The octopus is an excellent example of embodied cognition. Rather than coordinating everything from a central brain, evolution offloaded some control problems to peripheral body parts. As a consequence, each of the octopus’s eight arms operates independently and unthinkingly. Grocery bagger competitions are another example of embodied cognition. Can baggers load 38 items into three bags in less than a minute? Preparing breakfast for six people is yet another test.

In between the science, Scott weaves a weeklong hike through the Sierra Nevada mountains. How much his excursion matters will depend on the reader’s hiking skills and passion for it. Non-hikers may find the author’s framework something to gloss over.

The author recounts how neuroanatomist Marcel Mesulam first suggested that no single part of the brain controls attention. Rather, he proposed that a network of dispersed structures determines whether to focus or filter attention and, if the former, what exactly to focus it on. Mesulam’s 1981 landmark paper introduced the word “network.” And yet it took two decades after publication for the concept of brain networks to be accepted. Such is the nature of orthodoxy.

Scott notes that infants spend a lot of time acquiring physical skills from experience. They crawl, grab, put everything in their mouth, and watch what grownups do as they undertake a physical apprenticeship with the world.

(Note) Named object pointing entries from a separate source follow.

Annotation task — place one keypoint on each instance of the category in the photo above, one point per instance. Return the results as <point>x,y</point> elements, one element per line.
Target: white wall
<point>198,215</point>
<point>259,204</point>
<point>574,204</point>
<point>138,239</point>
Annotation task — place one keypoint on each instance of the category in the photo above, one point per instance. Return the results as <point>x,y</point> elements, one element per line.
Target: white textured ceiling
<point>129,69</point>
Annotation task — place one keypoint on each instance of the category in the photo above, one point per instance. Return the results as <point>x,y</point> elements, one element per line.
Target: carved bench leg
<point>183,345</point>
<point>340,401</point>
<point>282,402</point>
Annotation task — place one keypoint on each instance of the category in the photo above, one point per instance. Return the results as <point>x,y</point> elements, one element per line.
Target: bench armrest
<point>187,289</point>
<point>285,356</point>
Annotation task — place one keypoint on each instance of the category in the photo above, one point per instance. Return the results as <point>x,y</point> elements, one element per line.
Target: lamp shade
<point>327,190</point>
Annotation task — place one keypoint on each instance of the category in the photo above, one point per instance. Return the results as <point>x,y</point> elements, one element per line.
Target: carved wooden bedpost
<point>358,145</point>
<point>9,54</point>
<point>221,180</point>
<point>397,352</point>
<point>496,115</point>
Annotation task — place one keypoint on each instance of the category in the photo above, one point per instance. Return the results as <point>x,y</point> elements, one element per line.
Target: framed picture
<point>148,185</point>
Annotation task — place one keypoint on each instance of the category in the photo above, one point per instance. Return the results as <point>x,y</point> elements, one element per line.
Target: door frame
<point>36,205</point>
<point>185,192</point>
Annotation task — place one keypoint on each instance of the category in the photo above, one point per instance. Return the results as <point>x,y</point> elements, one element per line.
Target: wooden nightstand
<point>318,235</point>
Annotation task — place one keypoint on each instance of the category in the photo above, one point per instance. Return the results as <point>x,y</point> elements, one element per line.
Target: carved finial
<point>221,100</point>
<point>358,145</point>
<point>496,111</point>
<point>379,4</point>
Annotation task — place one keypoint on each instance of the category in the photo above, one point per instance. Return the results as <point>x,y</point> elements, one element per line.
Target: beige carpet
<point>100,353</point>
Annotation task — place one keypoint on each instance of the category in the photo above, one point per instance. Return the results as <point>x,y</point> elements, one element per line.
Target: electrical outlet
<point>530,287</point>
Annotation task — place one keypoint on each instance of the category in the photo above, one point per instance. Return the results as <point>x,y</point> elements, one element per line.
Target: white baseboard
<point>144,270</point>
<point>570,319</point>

It evidently takes enormous effort to be a physically capable human. Yet we adults typically take our physical competence as given.

The brain has to do an enormous amount of computation to avoid crashing into objects or walking over cliffs. A 2019 study found that a walking individual spends 40% of the time looking at the path, 40% looking at obstructions, and only 20% looking toward other people. It is in sections like this that the book turns academic and limited in its usefulness to ordinary educated readers.